This I knew would be more difficult. At least when I was wearing the plug at work, I could choose not to interact with others. But now, Daddy was requesting that I wear it while having dinner with some close girlfriends, and some of their friends I didn't even know. Before I entered the restaurant, I put the plug in and texted him that I had arrived. He instructed me to request permission to remove it in 20 minutes.
I went into the restaurant and found all four other girls seated and I joined them. There were the initial hugs for my two friends, one of whom was visiting from out of town, and the introduction to the two new girls I hadn't met before. I quickly sat down, feeling the plug slipping from my asshole. Daddy had requested that I also squirm into it three times, so I did.
For some reason, the plug was much harder to take this time. Was it because I had to interact with people? Was it because I was more out in the open in public? Was it because I had been practicing too much? I couldn't determine, but it was very difficult to concentrate on what most people saying and I couldn't take my mind off of the growing discomfort of the plug digging deep into me. Every laugh or giggle made it that much harder to keep in. All of a sudden, another woman joined us who I hadn't met, and I had to get up to let her into the the place where the extra chair was. I was very nervous about the plug slipping out completely. I clenched my buttocks tightly so as not to have what would surely be a quite embarrassing moment.

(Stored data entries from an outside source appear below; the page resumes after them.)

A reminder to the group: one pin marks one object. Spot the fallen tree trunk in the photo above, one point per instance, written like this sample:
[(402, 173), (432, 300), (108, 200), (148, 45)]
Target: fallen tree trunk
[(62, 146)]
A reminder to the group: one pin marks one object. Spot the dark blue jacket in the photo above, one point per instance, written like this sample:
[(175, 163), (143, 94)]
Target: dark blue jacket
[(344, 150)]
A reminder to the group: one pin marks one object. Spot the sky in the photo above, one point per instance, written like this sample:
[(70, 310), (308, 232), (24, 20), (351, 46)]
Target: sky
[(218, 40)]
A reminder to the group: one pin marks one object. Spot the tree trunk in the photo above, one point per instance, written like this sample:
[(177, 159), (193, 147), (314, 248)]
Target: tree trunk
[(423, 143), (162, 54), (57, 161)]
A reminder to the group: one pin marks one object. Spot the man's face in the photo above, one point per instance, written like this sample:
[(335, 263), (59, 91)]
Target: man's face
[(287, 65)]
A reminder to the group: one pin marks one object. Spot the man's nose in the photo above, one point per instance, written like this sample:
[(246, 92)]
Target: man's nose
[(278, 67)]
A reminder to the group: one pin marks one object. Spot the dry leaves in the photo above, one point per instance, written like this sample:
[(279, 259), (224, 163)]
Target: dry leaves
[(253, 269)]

Luckily, when I texted Daddy at the end of the 20 minutes, he allowed me to go and remove the plug. I excused myself from the table and retreated to the ladies room to removed it. I quickly rinsed it off and wrapped it in paper towels before placing it back in the plastic bag in my purse and returned to join the girl talk. Daddy texted again asking if any of them suspected that I was so slutty and obedient. I assured him that although I have been friends with two of the women for more than 20 years, no one suspected what was deep inside me that he was so good at bringing out of me.